The GTU had earlier expressed no confidence in this labour team since it comprised Government officers who were advocating on the Education Ministry’s behalf. The first conciliation meeting did not go off as planned as the GTU was a no-show but the second round held earlier this week ended in impasse. When the interested parties engaged in discussions for a second time on Thursday, the Education Ministry came equipped with ‘position paper’ outlining its terms why conciliation should be exhausted before arbitration commences.

The Ministry proposed again that both parties be allowed to benefit from conciliation in accordance with the labour laws. Like the Union, it also proposes that there be no victimisation by either side.

According to a release issued on Thursday, Chief Labour Officer Charles Ogle maintained that the conciliatory process must be exhausted before arbitration can take place, having reiterated his earlier plea to the Union to call off the Strike so that the conciliation process can continue. The Social Protection Ministry said in light of the differing positions, the meeting was adjourned.

Meanwhile, Education Minister Nicolette Henry while speaking to teachers and parents at the Hope Secondary School, East Bank Demerara, said that during the negotiations held between the Ministry of Education and the GTU, the government had agreed to proceed with the seven non-salary agreements, even as the two parties continued the negotiations on salary increases.

“These are things we have agreed to, I went so far where the collective bargaining speaks to the implementation of what you would have agreed to within 72 hours, and I am on record having said that.  And I said could we go ahead with what we agreed on so that the teachers could start benefitting from these measures. The union said no, they couldn’t do that and they said they wanted to wait until there was a complete resolution” Henry was quoted by the Department of Public Information (DPI) as saying.

Teachers are seeking increases of 40 per cent under a multi-year arrangement up to 2020. However, Government maintained that it just cannot afford this proposal.

Classes are scheduled to open from Monday, September but it is unclear how many teachers will be present in the classroom. Government, as stated by Education Minister Nicolette Henry, is moving full steam ahead with its contingency plan which will see striking teachers being substituted with recent Cyril Potter College Education (CPCE) graduates, trainees and retired teachers. However, some parents are of the view that their children could be shortchanged by the Government’s decision.

This position was shared with former CPCE lecturer and Mathematics teacher, Tamashwar Boodhoo who suggested Thursday that Government’s proposal could run against stipulations. “Someone has not done their homework and provide poor advice to this poor lady. Trainee teachers cannot take school registers. The law is clear you must be employed by the TSC (Teaching Service Commission) or the school board or the Ministry of Education in order to do take attendance in school,” Boodhoo noted.

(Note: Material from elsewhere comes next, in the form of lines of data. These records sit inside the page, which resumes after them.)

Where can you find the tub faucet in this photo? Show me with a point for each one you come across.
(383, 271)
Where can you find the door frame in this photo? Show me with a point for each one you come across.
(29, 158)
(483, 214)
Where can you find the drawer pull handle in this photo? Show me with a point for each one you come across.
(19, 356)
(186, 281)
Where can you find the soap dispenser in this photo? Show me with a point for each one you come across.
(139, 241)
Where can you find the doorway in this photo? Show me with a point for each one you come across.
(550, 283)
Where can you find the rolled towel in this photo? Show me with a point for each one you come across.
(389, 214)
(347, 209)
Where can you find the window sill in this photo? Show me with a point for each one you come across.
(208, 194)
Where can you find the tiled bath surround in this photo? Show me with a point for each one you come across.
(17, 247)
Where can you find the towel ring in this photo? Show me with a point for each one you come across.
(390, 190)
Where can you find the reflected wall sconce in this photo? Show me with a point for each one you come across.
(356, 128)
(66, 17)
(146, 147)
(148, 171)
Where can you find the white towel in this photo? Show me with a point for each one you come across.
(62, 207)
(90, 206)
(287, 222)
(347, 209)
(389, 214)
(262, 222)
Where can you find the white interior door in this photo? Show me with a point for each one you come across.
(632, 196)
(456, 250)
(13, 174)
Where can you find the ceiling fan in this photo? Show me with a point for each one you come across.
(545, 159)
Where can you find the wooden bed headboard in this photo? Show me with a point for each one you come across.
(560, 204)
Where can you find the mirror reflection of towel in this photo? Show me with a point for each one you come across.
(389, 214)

He observed that a register is a legal document that can be used in the courts and that there are guidelines that govern the marking of attendance registers. He claimed that trainee teachers are “not allowed to make daily log entries in the school log book” adding that retired teachers are similarly prohibited unless they are issued contracts.

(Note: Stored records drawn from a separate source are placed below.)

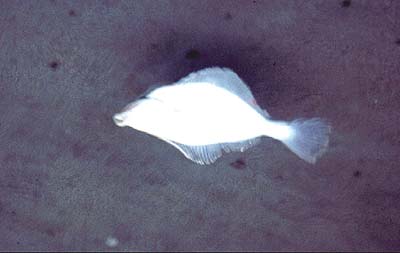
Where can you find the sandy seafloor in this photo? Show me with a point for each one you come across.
(71, 180)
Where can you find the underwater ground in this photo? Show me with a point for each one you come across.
(70, 179)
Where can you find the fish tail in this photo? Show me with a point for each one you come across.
(309, 138)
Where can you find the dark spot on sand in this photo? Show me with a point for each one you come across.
(192, 54)
(228, 16)
(238, 164)
(357, 173)
(72, 13)
(78, 150)
(153, 46)
(346, 3)
(54, 65)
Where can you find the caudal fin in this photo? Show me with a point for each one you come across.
(309, 139)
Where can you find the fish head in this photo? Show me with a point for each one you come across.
(144, 114)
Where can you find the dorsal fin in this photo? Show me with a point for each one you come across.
(227, 79)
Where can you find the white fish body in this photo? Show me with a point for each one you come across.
(211, 111)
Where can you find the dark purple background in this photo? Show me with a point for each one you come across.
(70, 179)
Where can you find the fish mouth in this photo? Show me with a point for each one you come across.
(118, 120)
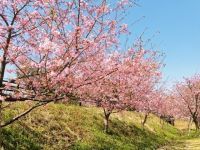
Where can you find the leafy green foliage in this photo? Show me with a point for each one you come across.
(73, 127)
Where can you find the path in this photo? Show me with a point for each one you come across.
(192, 144)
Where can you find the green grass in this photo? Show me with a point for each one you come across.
(59, 126)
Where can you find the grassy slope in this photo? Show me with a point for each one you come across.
(73, 127)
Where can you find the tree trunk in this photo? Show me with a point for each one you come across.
(145, 119)
(1, 136)
(196, 123)
(189, 124)
(106, 121)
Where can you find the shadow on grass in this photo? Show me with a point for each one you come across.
(18, 137)
(122, 136)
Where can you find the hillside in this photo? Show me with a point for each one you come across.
(74, 127)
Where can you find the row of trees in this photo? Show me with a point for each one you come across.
(53, 49)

The educator noted too that credit hours are required for graduation since these students will be losing class time. He stressed that “there is nothing in the training manual” that allows for first-year trainee unsupervised practice in the classroom.

“I am disappointed that the CPCE administration agrees to put the trainees in the classroom unsupervised. It was the same administration that had trainees repeat classroom practices because of unsupervised practicum,” he pointed out.